Non tutti sanno che l’industria cinematografica italiana è nata sotto il fascismo. Vittorio Mussolini, fratello di Benito, era un grande appassionato di cinema americano. Nacque così il cinema dei telefoni bianchi, grazie al quale mossero i primi passi molti autori, registi e attori che divennero i protagonisti della storia del cinema italiano. Con Sanguepazzo, Marco Tullio Giordana fa rivivere gli anni d’oro del cinema di regime, attraverso la storia di Luisa Ferida (Monica Bellucci) e Osvaldo Contenti (Luca Zingaretti). Attori di talento, spesso relegati in ruoli da cattivi e antagonisti, Valenti e la Ferida furono compagni anche nella vita, spesso protagonisti di grandi eccessi: droga, promiscuità sessuale e ostilità per le convenzioni sociali e borghesi. Ma Sanguepazzo, come dice lo stesso Giordana, “non vuole ricostruire una  
 
storia vera. Si tratta di un’opera di fantasia ispirata a vicende e figure reali. Per questo mi sono potuto permettere di interpretare, sintetizzare, tagliare, eludere, aggiungere, inventare.” Con questa frase il regista esprime pienamente i difetti e i pregi del film. La ricostruzione del bel mondo dell’arte cinematografica di quegli anni è ben rappresentata. Le pressioni politiche, la dissolu-   recensione sanguepazzo
tezza di chi se lo poteva permettere, le contraddizioni della lotta partigiana. La lucidità con cui Giordana affronta la cornice storica è davvero pregevole. Purtroppo l’andamento del racconto è lacunoso e truffaldino. Valenti e la Ferida si consegnarono ai partigiani pochi giorni prima della liberazione e furono giustiziati il 30 aprile 1945. Il film fa rivivere la loro storia attraverso dei flashback, durante la prigionia, in attesa del processo, ma ogni fatto ogni azione non è comprovabile. Viene introdotto anche un personaggio del tutto immaginario, il regista Gualfiero Giuffrida (Alessio Boni) che sarebbe stato il pigmalione della Ferida.
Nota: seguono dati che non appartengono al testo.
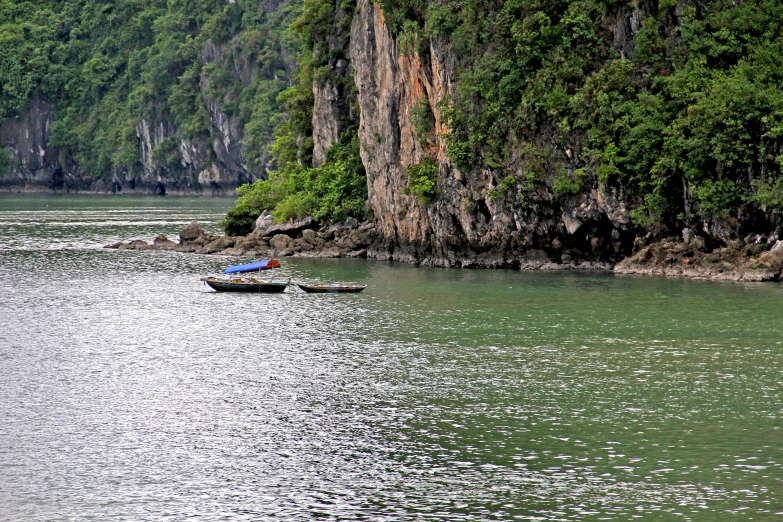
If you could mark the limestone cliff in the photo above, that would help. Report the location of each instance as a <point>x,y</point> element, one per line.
<point>471,222</point>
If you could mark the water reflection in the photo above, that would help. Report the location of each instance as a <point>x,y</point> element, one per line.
<point>130,390</point>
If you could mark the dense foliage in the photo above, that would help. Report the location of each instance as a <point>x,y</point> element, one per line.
<point>686,116</point>
<point>106,65</point>
<point>336,189</point>
<point>688,120</point>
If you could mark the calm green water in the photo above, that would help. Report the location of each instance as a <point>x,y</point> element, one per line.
<point>132,392</point>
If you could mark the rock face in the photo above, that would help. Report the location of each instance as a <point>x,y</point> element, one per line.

E’ evidente che Giordana volesse raccontare una sua storia che toccasse più da vicino i temi della guerra civile e della nascita della Repubblica di Salò. Purtroppo lo spunto dalla storia vera, però distrae dallo scopo. Se i personaggi sono esistiti, ci si aspetta di assistere ad un racconto romanzato, e non ad una sequenza di fatti, mai suffragati da una corretta documentazione (la lettera del ministro viene strappata, la giovane carceriera assassinata, l’amico ucciso). Inoltre il ritmo è a volte troppo lento e le scene di sesso, compreso il chiacchierato bacio saffico tra Monica Bellucci e la rivelazione Lavinia Longhi, non mantengono viva l’attenzione. Selezionato dal Festival di Cannes come “fuori concorso” il film non ha convinto nonostante il successo personale della Bellucci, per la prima volta sulla croisette con un film italiano.